Coronavirus: stay safe with our facts, information and practical advice about alcohol and your health

Can alcohol cause migraines?

If you suffer from migraines, you may find that drinking can trigger an episode. Find out why alcoholic drinks can cause problems for migraine sufferers and what you can do to help yourself.

Migraine symptoms

What's the difference between a migraine and a headache?

A migraine is generally more painful and lasts longer than an ordinary headache. Some migraine sufferers find their vision is disturbed when they get a migraine – they may see spots or wiggly lines. Nausea (a feeling that you might vomit) and sensitivity to bright light are also widely reported migraine symptoms.

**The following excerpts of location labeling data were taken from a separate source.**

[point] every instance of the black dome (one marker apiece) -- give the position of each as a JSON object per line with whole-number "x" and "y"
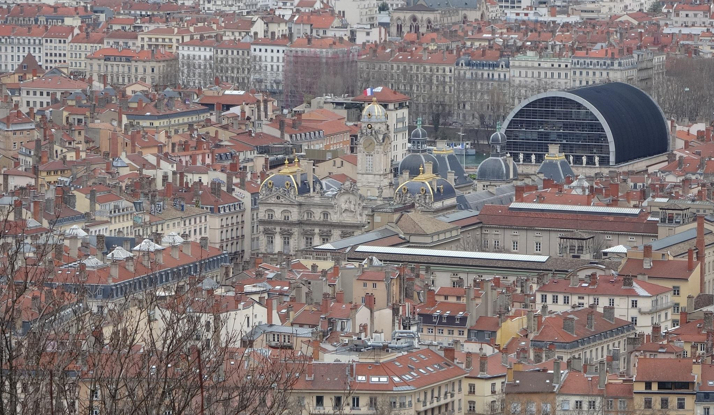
{"x": 415, "y": 161}
{"x": 279, "y": 181}
{"x": 450, "y": 162}
{"x": 497, "y": 138}
{"x": 496, "y": 168}
{"x": 419, "y": 134}
{"x": 442, "y": 191}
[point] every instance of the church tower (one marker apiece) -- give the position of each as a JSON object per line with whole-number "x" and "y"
{"x": 374, "y": 167}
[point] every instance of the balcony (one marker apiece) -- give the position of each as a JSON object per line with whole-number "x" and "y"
{"x": 655, "y": 309}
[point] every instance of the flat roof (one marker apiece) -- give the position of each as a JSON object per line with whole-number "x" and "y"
{"x": 599, "y": 210}
{"x": 450, "y": 254}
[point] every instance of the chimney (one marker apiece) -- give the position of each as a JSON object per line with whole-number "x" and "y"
{"x": 708, "y": 321}
{"x": 591, "y": 321}
{"x": 700, "y": 251}
{"x": 627, "y": 281}
{"x": 569, "y": 324}
{"x": 647, "y": 257}
{"x": 602, "y": 374}
{"x": 450, "y": 353}
{"x": 186, "y": 245}
{"x": 608, "y": 313}
{"x": 325, "y": 306}
{"x": 482, "y": 364}
{"x": 430, "y": 297}
{"x": 556, "y": 372}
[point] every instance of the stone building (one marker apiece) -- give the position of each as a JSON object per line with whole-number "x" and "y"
{"x": 296, "y": 212}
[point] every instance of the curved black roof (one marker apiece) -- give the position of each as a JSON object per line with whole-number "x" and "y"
{"x": 416, "y": 161}
{"x": 638, "y": 126}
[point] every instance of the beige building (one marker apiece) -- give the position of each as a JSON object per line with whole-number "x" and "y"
{"x": 81, "y": 46}
{"x": 419, "y": 382}
{"x": 124, "y": 66}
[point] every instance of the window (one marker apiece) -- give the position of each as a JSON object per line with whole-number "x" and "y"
{"x": 648, "y": 403}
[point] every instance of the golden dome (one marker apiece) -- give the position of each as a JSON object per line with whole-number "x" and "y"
{"x": 374, "y": 113}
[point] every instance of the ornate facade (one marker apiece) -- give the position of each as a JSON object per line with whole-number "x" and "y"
{"x": 296, "y": 212}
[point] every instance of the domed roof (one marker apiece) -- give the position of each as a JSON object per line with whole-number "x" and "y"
{"x": 448, "y": 161}
{"x": 497, "y": 138}
{"x": 374, "y": 112}
{"x": 441, "y": 191}
{"x": 286, "y": 179}
{"x": 419, "y": 134}
{"x": 496, "y": 168}
{"x": 413, "y": 162}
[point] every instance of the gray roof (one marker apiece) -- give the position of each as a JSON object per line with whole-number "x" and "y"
{"x": 502, "y": 195}
{"x": 358, "y": 239}
{"x": 496, "y": 168}
{"x": 258, "y": 331}
{"x": 556, "y": 170}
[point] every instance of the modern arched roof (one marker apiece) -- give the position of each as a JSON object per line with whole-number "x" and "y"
{"x": 635, "y": 125}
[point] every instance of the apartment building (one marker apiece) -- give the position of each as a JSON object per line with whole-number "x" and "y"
{"x": 124, "y": 66}
{"x": 79, "y": 47}
{"x": 268, "y": 62}
{"x": 533, "y": 73}
{"x": 417, "y": 382}
{"x": 580, "y": 332}
{"x": 640, "y": 302}
{"x": 18, "y": 43}
{"x": 55, "y": 44}
{"x": 196, "y": 63}
{"x": 233, "y": 63}
{"x": 666, "y": 385}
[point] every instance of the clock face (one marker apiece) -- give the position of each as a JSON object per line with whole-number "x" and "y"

Can drinking bring on a migraine?

Alcohol is a diuretic – it acts on your kidneys to make you pee more fluid than you’re taking in. Losing fluid from your body like this can lead to dehydration, which can cause headaches. So if you’re prone to migraines, you might get one if you drink to excess. Drinking alcohol also relaxes your blood vessels, leading to increased blood flow to the brain. This can also cause headaches, including migraines if you’re susceptible to them1.

These potential migraine triggers can be found in any alcoholic drink. But there are also ingredients in specific drinks that are particularly associated with migraines.

Is your drinking high risk? Take our self assessment to find out

Is red wine a migraine trigger?

Most people find that any alcoholic drink can cause a migraine, but others may find that particular drinks are more of a problem for them. 

Many people believe that red wine is a migraine trigger for them, and there is some scientific evidence to suggest that ingredients in red wine could cause issues for people with certain sensitivities or intolerances2

For example, some people have an intolerance to histamine, which is contained in red wine and can be associated with migraines. Red wine can contain 20 – 200 times the amount of histamine as white wine

Red wine can also cause a rise in the level of serotonin (5-HT) in the blood3, which has been linked to migraine headaches. Sulphites are often blamed for causing headaches too, although in fact, white wine contains higher levels of sulphites than red wine.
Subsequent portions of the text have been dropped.